Q2 2022 investors presentation

Q2 2022 investors presentation

As you can see above, Alcoa’s ROE right now would put to shame many so-called ”asset light” cloud companies’ profitability profiles.

Alcoa is seeing very strong ROE figures, backed by strong cash flows and returning capital to shareholders.

AA Stock Valuation — Priced at 8x Free Cash Flow

For the first half of 2022, Alcoa’s EBITDA stood at $2 billion. That being said, this high level of EBITDA has not translated into an equal and proportional level of free cash flow. To illustrate, free cash flow for H1 2022 stood at $390 million, as the vast majority of the EBITDA profitability is taken up by working capital.

However, keep in mind that back in Q1 2022, Alcoa stated at the time that it’s very large negative use of working capital would reverse throughout the whole of 2022.

Q2 2022 investors presentation

Q2 2022 investors presentation

And that’s exactly what you see above in the red and green boxes above, from Q1 into Q2 free cash flow substantially improved given the improvement in working capital.

Looking further ahead for the remainder of 2022, Alcoa continues to contend as it did last quarter that it would see an improvement in working capital in the back half of 2022.

That could mean Alcoa’s free cash flow would probably reach $1 billion in 2022.

TIKR.com

TIKR.com

Meanwhile, analysts for their part continue to expect around $1.4 billion of free cash flow from Alcoa in 2022. While I believe that this estimate is too high, I do believe if Alcoa could provide further free cash flow potential, this would obviously further support its share price.

Using my estimate of $1 billion of free cash flow estimates for 2022, that would put Alcoa priced at 8x this year’s free cash flow.

The Bottom Line

Alcoa is a commodity company that is enduring very volatile demand, from both an economic global slow down as well as China’s Covid lockdown policy. Despite a lot of pessimism, the business appears to be performing strongly and generating very strong free cash flows. I believe that paying 8x free cash flow for this business is cheap and an attractive multiple.

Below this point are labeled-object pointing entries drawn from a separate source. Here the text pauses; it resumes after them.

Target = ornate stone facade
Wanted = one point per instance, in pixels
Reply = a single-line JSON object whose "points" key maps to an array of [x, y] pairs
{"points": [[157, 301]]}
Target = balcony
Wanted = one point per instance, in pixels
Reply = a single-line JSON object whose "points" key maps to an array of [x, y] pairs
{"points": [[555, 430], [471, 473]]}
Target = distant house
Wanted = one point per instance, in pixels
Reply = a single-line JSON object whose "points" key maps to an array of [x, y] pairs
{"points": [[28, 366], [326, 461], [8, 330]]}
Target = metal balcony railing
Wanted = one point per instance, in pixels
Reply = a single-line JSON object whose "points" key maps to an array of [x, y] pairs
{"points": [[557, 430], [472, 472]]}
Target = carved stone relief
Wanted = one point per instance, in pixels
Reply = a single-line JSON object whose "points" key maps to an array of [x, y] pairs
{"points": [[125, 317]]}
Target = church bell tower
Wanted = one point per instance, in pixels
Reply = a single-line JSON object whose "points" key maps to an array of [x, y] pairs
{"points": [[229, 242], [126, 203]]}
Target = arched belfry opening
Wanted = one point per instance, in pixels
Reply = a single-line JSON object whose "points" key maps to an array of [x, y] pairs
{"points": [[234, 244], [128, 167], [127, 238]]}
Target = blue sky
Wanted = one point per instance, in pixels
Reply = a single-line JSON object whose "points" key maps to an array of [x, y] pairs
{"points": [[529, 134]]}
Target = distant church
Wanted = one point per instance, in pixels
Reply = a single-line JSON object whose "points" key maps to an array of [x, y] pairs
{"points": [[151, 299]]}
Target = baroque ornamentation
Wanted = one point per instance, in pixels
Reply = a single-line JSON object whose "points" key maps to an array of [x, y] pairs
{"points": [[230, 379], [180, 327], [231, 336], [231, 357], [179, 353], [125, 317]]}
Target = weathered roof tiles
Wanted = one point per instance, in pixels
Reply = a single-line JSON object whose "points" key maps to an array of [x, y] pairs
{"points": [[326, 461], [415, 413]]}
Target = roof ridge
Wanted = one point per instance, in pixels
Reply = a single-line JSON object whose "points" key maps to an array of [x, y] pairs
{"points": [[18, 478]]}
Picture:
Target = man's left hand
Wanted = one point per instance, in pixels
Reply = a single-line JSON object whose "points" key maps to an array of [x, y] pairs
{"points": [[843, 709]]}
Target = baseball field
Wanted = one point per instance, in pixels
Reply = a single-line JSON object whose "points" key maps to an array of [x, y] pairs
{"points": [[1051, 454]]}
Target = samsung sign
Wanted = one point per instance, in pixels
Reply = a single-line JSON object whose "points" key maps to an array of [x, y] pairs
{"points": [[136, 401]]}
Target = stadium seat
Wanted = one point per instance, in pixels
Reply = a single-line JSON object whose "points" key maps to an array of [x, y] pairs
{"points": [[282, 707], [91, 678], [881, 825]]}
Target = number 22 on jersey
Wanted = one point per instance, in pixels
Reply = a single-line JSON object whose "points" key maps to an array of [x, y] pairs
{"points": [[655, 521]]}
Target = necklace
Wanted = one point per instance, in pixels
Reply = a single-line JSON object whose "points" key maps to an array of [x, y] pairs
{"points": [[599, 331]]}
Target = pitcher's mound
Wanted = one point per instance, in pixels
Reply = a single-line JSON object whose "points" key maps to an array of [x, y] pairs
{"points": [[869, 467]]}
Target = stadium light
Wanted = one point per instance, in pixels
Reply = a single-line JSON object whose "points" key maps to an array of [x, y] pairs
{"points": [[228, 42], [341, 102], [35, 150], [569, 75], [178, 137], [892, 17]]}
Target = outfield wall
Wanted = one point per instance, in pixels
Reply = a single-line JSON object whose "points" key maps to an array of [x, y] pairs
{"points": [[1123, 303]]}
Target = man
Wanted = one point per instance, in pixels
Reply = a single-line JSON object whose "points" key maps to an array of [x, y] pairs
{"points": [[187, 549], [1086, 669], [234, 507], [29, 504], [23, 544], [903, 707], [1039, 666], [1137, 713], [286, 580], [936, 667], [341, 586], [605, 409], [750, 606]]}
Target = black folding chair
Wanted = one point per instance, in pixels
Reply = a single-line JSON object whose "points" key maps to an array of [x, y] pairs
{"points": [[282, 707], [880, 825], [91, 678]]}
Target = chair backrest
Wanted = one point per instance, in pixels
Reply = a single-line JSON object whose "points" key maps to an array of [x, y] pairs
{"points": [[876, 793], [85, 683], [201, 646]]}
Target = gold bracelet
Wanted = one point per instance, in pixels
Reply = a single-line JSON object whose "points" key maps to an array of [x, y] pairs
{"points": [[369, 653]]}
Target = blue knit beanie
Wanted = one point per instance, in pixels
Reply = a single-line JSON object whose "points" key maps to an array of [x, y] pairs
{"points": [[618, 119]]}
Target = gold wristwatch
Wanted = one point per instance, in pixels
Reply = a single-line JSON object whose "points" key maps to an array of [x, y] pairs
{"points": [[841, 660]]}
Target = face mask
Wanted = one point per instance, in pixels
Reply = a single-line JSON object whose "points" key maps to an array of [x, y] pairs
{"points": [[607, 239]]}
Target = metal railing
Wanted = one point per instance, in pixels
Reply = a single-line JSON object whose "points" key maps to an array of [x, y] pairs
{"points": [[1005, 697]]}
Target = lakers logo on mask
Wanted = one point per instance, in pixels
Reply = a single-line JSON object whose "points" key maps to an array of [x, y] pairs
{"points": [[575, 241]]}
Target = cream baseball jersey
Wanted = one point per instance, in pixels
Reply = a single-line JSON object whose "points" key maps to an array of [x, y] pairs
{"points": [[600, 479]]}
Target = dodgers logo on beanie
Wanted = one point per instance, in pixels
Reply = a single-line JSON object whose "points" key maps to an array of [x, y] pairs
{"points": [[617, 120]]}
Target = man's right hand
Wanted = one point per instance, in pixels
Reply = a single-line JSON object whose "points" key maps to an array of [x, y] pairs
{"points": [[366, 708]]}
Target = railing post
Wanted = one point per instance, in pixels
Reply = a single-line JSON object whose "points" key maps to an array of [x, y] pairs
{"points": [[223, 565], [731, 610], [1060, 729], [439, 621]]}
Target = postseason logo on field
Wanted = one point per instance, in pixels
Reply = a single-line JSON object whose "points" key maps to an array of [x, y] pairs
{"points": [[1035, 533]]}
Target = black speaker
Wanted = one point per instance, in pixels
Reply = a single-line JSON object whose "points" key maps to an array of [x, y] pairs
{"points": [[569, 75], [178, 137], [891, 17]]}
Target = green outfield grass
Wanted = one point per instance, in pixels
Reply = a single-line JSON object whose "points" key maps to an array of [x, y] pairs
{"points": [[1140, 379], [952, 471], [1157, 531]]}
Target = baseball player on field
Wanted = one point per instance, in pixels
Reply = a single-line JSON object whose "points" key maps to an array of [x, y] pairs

I’ll leave the final words to Alcoa’s management team. In a recent conference call, Alcoa said:

So, we’ve had lower metal prices, some higher raw material costs, higher energy costs in Lista. And we’ve had some operational issues in Western Australia and that, I think, is going to cost us around $50 million in the third quarter. So, like I said, the third quarter is shaping up to be a tough one.

This is what I believe the market is thinking about right now., the challenging Q3 quarter. However, I’m looking beyond the next six months and trying to be positioned for what comes next after this challenging period.

In summary, the best time to buy into a cyclical stock is during these periods of negative outlooks. When nobody else wants to get involved. And the time to sell will be in about six to nine months when the outlook starts to slowly improve.